I think that when a "live" error object is stored or written, it
should be possible to read it back and get a value that says
an error object was stored or written.  But what you read back
should be a "stale" error object, so you can tell the difference
between a "live" error and a "stored and recovered" error.  This
sorta implies that there are two cases of most error objects,
"Live" and "stale", the same way there are two cases of letters
in the Roman alphabet.  When you write a "stale" error and read
it back, it should be the same "stale" error.

So, for example:

(define plag (/ #e1 #e0)) ;; the result of the error expression itself.

(set! bar plag)  ;; the result of referring to it.
(define gref (cons plag 'foo))  ;; ditto.

(error-object? plag) ==> #t
(error-object? bar) ==> #t
(error-object? (car gref)) ==> #t
(live-error? plag) ==> #t
(live-error? bar) ==> #f
(live-error? (car gref)) ==> #f

This would preserve read/write invariance for (stale) errors,
and provides a framework that allows the preservation of error
information through write/read cycles even for live errors
(although they will become stale during the write/read cycle)
while enabling people to tell the difference between an error
originating in the reader and an error read by the reader.
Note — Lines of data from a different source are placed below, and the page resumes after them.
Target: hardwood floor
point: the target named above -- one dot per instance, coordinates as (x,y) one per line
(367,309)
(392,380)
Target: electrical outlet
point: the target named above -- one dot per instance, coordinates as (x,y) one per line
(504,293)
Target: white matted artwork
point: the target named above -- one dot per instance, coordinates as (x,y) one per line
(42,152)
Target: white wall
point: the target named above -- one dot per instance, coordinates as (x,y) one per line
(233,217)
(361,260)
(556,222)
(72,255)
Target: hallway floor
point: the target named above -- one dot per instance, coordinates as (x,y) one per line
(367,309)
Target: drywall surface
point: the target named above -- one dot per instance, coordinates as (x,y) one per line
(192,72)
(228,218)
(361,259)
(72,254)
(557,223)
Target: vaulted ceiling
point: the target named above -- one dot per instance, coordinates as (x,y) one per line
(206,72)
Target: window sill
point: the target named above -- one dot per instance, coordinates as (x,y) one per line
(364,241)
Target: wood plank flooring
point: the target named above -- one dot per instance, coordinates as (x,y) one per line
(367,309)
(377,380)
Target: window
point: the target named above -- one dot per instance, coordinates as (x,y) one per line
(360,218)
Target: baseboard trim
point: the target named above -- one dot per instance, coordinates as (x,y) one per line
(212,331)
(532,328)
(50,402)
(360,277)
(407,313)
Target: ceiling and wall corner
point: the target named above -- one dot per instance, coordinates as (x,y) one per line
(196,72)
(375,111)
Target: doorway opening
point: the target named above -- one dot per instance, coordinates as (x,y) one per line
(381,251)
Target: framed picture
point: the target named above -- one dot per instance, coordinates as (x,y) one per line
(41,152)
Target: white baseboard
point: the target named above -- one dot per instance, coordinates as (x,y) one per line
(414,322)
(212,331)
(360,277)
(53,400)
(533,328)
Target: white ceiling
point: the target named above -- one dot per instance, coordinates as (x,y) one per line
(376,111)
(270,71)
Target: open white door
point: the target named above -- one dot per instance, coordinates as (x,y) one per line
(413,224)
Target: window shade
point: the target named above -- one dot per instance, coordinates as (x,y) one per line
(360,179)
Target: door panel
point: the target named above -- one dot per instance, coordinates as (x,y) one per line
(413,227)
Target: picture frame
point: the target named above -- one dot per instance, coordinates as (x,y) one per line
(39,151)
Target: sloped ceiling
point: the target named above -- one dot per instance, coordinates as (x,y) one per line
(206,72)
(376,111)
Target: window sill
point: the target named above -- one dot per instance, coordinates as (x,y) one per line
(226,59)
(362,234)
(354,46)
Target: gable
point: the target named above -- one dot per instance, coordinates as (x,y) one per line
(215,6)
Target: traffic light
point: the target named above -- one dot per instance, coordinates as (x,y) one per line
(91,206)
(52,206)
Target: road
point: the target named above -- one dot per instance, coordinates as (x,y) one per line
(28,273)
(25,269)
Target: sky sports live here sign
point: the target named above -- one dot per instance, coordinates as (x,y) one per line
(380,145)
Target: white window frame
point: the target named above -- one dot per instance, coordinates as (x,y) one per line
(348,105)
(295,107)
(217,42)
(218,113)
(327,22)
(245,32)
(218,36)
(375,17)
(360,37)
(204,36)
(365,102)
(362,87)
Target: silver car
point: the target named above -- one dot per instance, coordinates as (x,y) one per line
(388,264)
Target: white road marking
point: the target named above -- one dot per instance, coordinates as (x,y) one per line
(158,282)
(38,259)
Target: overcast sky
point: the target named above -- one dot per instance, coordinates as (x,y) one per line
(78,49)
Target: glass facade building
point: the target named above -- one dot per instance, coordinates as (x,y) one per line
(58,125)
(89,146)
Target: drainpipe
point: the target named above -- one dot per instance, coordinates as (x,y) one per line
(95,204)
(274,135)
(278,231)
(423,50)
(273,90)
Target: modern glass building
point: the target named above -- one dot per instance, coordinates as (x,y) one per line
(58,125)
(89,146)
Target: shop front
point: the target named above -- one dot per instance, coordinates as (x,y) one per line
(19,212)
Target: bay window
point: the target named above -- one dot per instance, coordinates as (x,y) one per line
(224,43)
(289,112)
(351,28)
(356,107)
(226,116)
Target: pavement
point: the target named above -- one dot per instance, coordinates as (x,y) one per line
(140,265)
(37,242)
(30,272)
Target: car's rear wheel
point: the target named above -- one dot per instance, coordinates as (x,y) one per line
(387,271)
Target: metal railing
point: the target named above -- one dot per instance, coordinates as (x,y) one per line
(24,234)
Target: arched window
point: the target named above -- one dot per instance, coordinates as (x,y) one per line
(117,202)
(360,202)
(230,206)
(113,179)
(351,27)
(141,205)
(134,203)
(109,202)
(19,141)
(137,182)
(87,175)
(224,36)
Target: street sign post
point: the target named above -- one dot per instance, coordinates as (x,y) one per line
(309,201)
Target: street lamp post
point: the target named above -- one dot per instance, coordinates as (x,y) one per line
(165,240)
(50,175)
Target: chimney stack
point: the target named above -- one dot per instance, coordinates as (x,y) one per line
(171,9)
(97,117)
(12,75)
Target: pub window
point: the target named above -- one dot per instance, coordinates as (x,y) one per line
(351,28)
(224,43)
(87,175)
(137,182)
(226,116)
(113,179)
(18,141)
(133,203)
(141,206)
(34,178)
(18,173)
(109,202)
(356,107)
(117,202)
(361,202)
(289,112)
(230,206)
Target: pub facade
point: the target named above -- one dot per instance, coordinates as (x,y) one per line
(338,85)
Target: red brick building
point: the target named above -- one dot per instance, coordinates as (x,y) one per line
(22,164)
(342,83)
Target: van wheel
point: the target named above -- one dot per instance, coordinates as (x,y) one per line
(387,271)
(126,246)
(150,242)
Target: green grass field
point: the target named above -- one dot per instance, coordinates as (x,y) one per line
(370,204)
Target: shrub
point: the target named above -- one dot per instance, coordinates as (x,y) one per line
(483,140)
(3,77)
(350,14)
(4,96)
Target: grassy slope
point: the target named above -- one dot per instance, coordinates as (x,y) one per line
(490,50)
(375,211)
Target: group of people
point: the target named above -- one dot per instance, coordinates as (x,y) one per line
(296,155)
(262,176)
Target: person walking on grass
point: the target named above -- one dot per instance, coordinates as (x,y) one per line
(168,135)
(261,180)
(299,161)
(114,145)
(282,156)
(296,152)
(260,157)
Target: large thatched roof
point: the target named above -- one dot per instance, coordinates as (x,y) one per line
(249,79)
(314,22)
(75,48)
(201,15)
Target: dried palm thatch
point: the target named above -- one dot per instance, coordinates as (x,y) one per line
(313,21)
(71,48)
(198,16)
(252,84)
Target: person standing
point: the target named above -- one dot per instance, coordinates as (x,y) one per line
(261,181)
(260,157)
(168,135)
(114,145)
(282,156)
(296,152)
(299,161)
The behavior I'd most like for error objects in a language
would be that any routine recieving an error object as an
argument, unless it has an error-handler specified, immediately
returns that error object without actually running any of its
own code.

NaNs work mostly this way, except that the abort happens only at
the level of fundamental operations like + and - rather than
through the entire language.  If we think that this aspect of
NaNs is a good idea, we should consider the possibility of including
it in ordinary function call semantics for user-defined functions as
well.  If we don't think that it's a good idea, we should mask
it in the math operations.  And finally, if we think it's a good
idea for the few fundamental math operations where IEEE defines
it and not otherwise, we need to decide why.
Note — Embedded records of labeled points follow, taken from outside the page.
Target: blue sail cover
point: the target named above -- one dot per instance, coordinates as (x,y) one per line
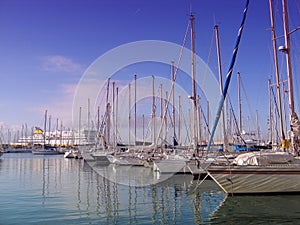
(228,78)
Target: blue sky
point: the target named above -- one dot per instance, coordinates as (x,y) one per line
(47,45)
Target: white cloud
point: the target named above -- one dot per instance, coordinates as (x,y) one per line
(58,63)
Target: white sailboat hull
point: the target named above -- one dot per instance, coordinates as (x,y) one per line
(257,179)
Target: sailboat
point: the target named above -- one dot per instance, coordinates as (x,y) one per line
(46,149)
(264,172)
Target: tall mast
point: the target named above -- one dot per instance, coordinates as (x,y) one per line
(240,103)
(129,114)
(153,109)
(79,126)
(179,121)
(45,127)
(194,94)
(221,82)
(89,118)
(270,112)
(135,109)
(276,71)
(288,56)
(113,114)
(173,100)
(287,50)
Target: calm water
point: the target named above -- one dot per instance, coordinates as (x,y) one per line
(54,190)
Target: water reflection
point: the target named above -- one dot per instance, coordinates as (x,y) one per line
(273,209)
(51,189)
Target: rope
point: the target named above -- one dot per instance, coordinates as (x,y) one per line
(228,77)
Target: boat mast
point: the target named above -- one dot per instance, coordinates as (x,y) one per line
(173,101)
(153,110)
(289,71)
(79,126)
(45,127)
(270,112)
(221,83)
(240,103)
(135,108)
(194,94)
(129,114)
(276,72)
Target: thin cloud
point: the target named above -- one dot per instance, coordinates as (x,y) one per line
(58,63)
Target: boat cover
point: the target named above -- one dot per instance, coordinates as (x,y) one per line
(263,158)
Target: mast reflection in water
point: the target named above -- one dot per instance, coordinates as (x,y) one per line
(51,189)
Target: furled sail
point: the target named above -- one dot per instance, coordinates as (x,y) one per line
(228,77)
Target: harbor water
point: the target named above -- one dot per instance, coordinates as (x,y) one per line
(54,190)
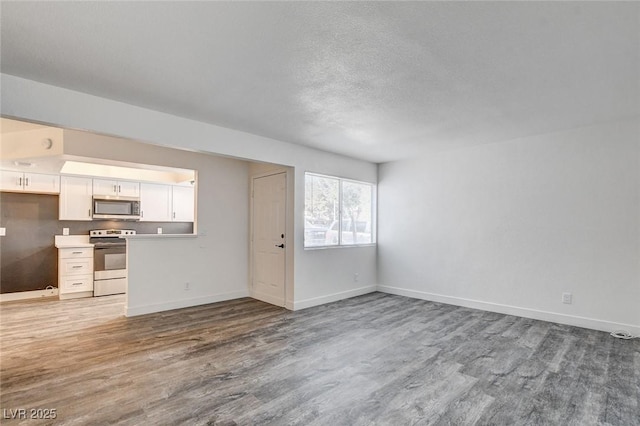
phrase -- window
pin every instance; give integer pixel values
(338, 212)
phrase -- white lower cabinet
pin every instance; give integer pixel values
(75, 272)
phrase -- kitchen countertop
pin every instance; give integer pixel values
(72, 241)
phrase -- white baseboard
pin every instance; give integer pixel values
(334, 297)
(131, 311)
(573, 320)
(22, 295)
(267, 298)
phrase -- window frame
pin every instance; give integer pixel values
(374, 210)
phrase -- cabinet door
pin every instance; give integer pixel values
(37, 182)
(105, 187)
(183, 203)
(128, 189)
(75, 198)
(155, 202)
(11, 181)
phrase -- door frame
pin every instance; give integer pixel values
(289, 230)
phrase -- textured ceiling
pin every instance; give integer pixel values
(373, 80)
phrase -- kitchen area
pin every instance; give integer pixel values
(62, 217)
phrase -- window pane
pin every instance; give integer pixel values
(321, 211)
(356, 213)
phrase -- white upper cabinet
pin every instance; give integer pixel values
(29, 182)
(116, 188)
(155, 202)
(183, 204)
(75, 198)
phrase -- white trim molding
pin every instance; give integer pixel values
(577, 321)
(334, 297)
(131, 311)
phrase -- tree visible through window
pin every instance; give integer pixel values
(338, 212)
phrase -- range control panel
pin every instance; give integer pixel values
(111, 232)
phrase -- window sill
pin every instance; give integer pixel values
(340, 247)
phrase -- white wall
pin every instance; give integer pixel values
(30, 100)
(509, 227)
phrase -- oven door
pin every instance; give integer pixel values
(110, 261)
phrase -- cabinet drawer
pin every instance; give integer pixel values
(72, 253)
(76, 266)
(76, 283)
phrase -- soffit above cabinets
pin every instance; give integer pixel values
(29, 147)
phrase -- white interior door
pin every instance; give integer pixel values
(269, 219)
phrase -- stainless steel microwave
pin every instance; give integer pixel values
(121, 208)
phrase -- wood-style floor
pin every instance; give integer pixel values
(376, 359)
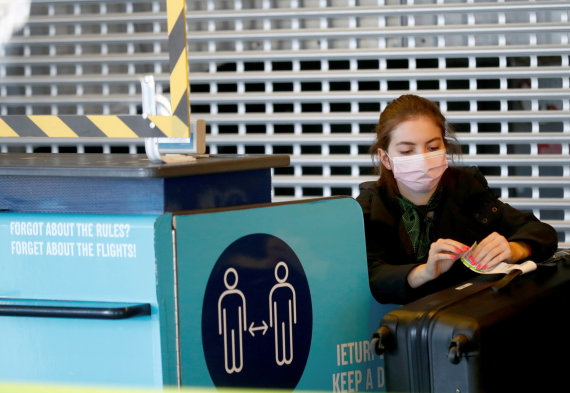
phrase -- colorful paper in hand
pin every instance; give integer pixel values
(502, 267)
(468, 261)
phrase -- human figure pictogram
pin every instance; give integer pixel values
(282, 314)
(232, 322)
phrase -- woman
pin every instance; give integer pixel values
(421, 216)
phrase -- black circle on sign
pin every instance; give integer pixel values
(263, 273)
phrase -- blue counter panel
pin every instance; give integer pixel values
(109, 195)
(66, 269)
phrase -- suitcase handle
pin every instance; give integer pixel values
(506, 280)
(457, 348)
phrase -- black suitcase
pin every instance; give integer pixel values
(492, 334)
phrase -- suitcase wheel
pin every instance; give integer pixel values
(457, 348)
(382, 340)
And, for what it's worth, this is a simple, clean, general error-
handling and error-signalling mechanism that's straightforward to
implement and simple to specify and prove things about, and I think
it's possibly a better model than most I've seen advanced.

There are several viable implementation strategies, including
compilation to routines that use throw/catch, or stepwise handling
where each procedure call would now have to iterate through the
arguments to find any error objects, and, on finding one, check
for a handler.  And it would require some way of managing the
association of error handlers with particular routines.